Learning that the souls of the Akuma cannot be saved when devoured by the Third Exorcists' weapons, Allen is devastated enough to cry tears of blood. He won't be the last one to do so during this episode. In their very first mission together, Kanda told Allen how Exorcists are not saviors, but destroyers. Allen, who turned his foster father into an Akuma and got subsequently cursed by Mana to see the Akuma's tormented souls, could only accept his calling by holding on to the naive idea of becoming a destroyer who saves lives. As the saying goes: with great tragedy comes great empathy.

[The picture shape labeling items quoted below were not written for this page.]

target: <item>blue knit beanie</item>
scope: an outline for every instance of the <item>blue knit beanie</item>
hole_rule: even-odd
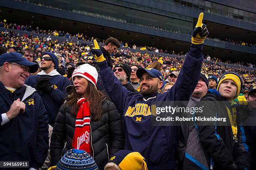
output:
[[[57,69],[59,67],[59,64],[60,63],[60,58],[59,56],[57,57],[56,55],[54,55],[54,53],[51,52],[46,52],[44,53],[42,57],[43,57],[44,55],[46,54],[48,54],[50,55],[51,58],[52,58],[52,60],[53,60],[53,62],[54,63],[54,69]],[[42,58],[41,58],[41,60]]]
[[[56,170],[98,170],[92,158],[86,152],[72,149],[68,150],[57,164]]]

But not for everyone. The Order seems to have forgotten the yet-to-be-revealed tragedy involving the Second Exorcists program from 9 years ago, so they do what cult-like military organizations tend to do when forced against the wall on a mission to save the world: They turn away from the righteous path and stop waiting for God to send Innocence accommodators their way, creating powerful half-human, half-Akuma hybrids in their place. I'm inclined to interpret this as not simply straying from God's path invoking the ever popular "the end justifies the means" excuse, but as blatant heresy. We have seen what betraying one's Innocence will do to an Exorcist in the Fallen arc. It wasn't pretty. You'd think there was a price that comes with playing God, as His portrayal in D.Gray-man is firmly of the vengeful rather than the forgiving variety.

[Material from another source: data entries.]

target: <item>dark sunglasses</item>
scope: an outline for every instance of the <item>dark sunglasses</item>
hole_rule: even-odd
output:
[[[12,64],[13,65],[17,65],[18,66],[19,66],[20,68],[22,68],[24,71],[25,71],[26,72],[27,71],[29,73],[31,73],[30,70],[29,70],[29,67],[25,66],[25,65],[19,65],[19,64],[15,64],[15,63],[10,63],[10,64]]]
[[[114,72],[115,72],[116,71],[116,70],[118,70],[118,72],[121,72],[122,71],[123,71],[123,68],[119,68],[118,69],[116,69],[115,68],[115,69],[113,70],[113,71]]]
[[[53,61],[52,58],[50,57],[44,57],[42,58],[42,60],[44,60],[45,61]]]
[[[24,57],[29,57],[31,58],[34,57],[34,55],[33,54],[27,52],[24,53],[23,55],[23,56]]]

This brings us to the Noah, the 12 plus one and a half Apostles who have no problem waiting 35 years for the next reincarnation of their brethren without trying to speed up the process against God's assumed will. (Or so we learn from their expository and sadly not-all-that-engaging reunion.) Now clad in white, they seem to have upped their already quite satisfying bishounen stats, but being reincarnated as a Noah is still on the same level of suck as being chosen by God. Just as with becoming an Exorcist, the awakening of Noah's memories is defined by the absence of choice, as the painful birthing process entails the death of the human host's original personality.

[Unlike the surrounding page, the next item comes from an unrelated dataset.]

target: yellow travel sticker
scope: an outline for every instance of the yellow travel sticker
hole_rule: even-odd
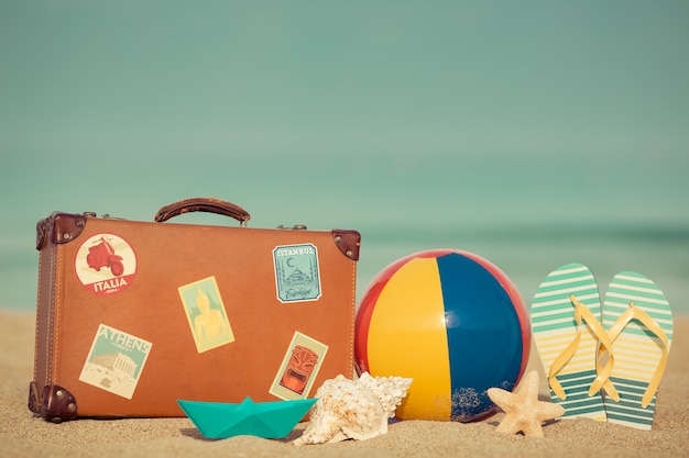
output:
[[[177,289],[198,353],[234,342],[215,277]]]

Unless said host is glorious Tyki Mikk, who isn't ready to let go of his human identity just yet, mirroring Allen's own struggle against the Fourteenth's memories awakening inside him. To remind us that, despite his lingering humanity and gorgeousness, it was Tyki who murdered General Yeegar, Exorcists Daisy Barry, and Suman Dark while almost killing Allen by ripping a hole into his heart with his bare hands, Tyki proceeds to cut off both of Tokusa's arms with a smile, prompting the Third Exorcist to beg his friend to devour him so that his "Alma cells" can still be useful. Lovely. Masakazu Nishida endows Tyki with the necessary sex appeal, but it's impossibly unfair to compare him against the diabolically charming Toshiyuki Morikawa.

Sex appeal is probably something not many people would attribute to the Millennium Earl. Part buffoon, part evil clown, I always found him to be a fascinating cross between weird and scary. Sadly, I'm not scared one bit of Hallow's incarnation. One of the Earl's trademark features, his frozen grin from hell, has become a mouth full of detailed giant teeth, which isn't half as unsettling as the mask he wore before. He also screams more. So far, I'm not a fan. But this is a minor point of criticism compared to the excitement of seeing, a wee 107 episodes into the series, the first glimpses of Kanda's past without spelling everything out quite like the manga did at this point. There's going to be more where these came from, as promised by the preview: "We'll show you the "love" and "tragedy" that the Order hid from you."

I'm always on board for a good tragedy, but seeing Kanda fall through the lotus petals and cry tears of blood to the words quoted at the beginning of this review, I'm scared. Still, I can't wait.

Rating: B

D.Gray-man Hallow is currently streaming on Funimation.